Aún aquí, en cualquier circunstancia. Con los sueños en los ojos todavía, con el tiempo dormido en las mandíbulas entumecidas. He debido de hacer fuerza con los dientes al dormir. Todavía aquí, construyendo los mundos para que las criaturas que se antojan como mías puedan vivir en la paz y en el caos del entendimiento.

En la paz de los que se han amado a lo largo del tiempo, puliendo la afinidad de sus almas; en el caos de los que se están amando en lo estático del minuto, en lo interminable de las miradas de cada segundo. Adónde van estos seres, como digo, una vez entran por los ojos de quien espía, de quien observa, curioso y prudente desde la sombra, ya que también es espeluznante. Puede salpicar.

Porque al principio es así como se hace. Porque lo que se traspasa del alma a las palabras es algo más que pensamiento, es la ilusión de que algún día sean escuchadas, de que alguien las desee para sí, para que lo curen, para que lo abracen, para que los susurros de la nostalgia lo hagan sentir vivo en el credo de un mañana, de un hoy, de un ahora caduco en abulia pero fructífero en quien lo riega con lucha y esfuerzo.

Es eso lo que se anhela, después de todo. Que los pequeños seres que desde aquí hospedo en lugares situados entre ningún lugar y alguna parte, sean identificados como claves de supervivencia, como de sol en el nuevo pentagrama, elevando así el espíritu, descubriéndonos cosas a nosotros mismos, de nosotros mismos. ¿Qué es lo maravilloso de lo que se escribe? Lo propiamente escrito, tal vez... Sin embargo yo prefiero otorgar esa cualidad a la capacidad, potencial, de que la palabra leída puede llegar a reestructurar la composición básica de cada uno.
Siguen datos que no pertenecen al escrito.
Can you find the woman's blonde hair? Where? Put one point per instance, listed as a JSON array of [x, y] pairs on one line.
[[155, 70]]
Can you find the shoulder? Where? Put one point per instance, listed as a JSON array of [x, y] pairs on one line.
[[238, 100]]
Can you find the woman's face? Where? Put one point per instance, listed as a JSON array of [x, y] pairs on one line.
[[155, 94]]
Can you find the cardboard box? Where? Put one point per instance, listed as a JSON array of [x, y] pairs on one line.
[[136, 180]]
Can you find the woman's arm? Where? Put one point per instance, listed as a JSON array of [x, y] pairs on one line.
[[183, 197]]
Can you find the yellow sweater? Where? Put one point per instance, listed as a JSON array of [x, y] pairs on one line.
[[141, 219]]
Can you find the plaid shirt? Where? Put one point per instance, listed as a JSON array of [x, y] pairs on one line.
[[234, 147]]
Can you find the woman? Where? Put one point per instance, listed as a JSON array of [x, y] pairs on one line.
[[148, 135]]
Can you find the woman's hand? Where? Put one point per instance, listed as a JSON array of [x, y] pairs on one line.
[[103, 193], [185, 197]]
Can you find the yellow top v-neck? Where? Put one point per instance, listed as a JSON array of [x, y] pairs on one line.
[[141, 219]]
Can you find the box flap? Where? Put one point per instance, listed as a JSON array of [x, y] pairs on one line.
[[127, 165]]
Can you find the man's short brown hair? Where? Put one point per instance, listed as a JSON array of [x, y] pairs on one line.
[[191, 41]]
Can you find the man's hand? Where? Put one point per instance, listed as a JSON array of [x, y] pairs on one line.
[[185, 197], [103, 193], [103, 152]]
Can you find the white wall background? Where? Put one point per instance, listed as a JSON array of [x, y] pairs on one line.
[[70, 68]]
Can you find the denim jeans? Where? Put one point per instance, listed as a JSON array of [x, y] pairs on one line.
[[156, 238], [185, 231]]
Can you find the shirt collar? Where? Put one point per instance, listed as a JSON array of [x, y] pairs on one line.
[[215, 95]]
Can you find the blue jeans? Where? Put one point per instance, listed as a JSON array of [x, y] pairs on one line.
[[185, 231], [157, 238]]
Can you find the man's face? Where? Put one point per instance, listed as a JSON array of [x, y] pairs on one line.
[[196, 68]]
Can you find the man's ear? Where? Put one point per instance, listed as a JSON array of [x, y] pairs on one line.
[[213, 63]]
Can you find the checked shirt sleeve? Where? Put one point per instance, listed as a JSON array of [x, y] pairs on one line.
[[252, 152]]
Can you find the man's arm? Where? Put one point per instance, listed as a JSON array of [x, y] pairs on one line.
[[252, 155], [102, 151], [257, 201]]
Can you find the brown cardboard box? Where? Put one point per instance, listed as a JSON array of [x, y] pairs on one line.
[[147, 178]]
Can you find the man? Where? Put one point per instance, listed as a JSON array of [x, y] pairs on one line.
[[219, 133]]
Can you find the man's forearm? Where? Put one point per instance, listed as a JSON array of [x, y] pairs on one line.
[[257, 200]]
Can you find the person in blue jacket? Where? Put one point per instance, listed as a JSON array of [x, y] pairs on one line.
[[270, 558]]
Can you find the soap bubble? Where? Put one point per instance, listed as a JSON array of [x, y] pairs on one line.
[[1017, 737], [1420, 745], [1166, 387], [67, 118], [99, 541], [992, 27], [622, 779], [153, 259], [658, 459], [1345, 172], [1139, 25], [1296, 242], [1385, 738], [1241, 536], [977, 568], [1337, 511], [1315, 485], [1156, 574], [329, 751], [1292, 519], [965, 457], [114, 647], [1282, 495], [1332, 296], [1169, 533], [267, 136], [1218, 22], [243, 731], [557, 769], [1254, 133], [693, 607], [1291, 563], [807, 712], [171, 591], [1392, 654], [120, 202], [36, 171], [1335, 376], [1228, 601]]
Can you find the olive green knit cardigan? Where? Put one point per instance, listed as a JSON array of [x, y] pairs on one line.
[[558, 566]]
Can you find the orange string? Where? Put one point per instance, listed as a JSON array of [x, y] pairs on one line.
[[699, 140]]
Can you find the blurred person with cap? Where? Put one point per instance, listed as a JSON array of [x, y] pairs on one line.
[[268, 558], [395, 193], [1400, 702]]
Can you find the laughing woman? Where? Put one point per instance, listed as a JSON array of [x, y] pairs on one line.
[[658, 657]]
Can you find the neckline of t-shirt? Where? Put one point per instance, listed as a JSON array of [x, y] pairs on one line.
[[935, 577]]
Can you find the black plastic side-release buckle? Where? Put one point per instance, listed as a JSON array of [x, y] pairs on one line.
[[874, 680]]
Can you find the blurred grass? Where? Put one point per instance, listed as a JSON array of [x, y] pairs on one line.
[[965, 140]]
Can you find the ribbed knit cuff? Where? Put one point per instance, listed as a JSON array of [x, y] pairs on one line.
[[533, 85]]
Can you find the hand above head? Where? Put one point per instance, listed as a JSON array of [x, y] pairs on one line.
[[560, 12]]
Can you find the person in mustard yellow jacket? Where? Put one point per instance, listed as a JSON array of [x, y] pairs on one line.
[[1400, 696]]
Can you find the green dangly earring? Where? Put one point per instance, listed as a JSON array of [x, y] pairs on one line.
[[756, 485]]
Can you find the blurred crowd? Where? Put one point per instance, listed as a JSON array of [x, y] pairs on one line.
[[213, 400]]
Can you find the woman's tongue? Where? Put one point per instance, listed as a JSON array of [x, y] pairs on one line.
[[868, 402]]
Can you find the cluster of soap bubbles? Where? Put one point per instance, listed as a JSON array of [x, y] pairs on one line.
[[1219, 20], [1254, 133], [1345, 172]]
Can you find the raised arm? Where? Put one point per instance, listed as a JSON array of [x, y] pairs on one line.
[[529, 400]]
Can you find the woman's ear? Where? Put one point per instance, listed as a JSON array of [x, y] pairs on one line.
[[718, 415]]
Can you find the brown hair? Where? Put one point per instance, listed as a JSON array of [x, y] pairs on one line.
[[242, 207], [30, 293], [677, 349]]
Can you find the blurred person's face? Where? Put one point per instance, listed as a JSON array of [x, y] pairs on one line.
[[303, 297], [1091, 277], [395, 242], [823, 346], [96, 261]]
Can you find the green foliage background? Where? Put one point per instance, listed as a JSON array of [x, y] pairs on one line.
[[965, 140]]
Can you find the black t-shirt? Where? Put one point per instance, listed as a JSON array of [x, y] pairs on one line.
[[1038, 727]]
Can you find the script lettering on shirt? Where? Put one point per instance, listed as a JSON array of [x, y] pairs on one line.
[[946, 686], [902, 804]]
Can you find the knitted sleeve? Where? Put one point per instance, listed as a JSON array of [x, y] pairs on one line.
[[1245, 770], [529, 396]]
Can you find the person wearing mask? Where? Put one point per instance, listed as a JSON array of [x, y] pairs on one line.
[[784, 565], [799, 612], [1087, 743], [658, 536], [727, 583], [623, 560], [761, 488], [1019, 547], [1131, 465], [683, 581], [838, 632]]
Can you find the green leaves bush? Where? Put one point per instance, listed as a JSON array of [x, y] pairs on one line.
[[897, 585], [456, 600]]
Porque algunos que leen sienten lo que leen, y lo piensan después.

Lo maravilloso de lo que se escribe es que es inmortal en la distancia y en el tiempo, siempre y cuando pienses que alguien, algún imprudente, algún espíritu osado y curioso, reparará en el estanque de palabras que observa y se zambullirá descubriendo así un océano. Un océano de otras vidas, de otras percepciones, un océano que alberga los mundos de quien escribió en su día, de quien soñó con que algún espíritu osado y curioso se zambulliría en el estanque de sus palabras, que acabaría por convertirse en océano.

Los estanques contienen aguas firmes, quietas, detenidas... Pedirle eso a una palabra es suplicarle azul al corazón. Y se hacen océanos.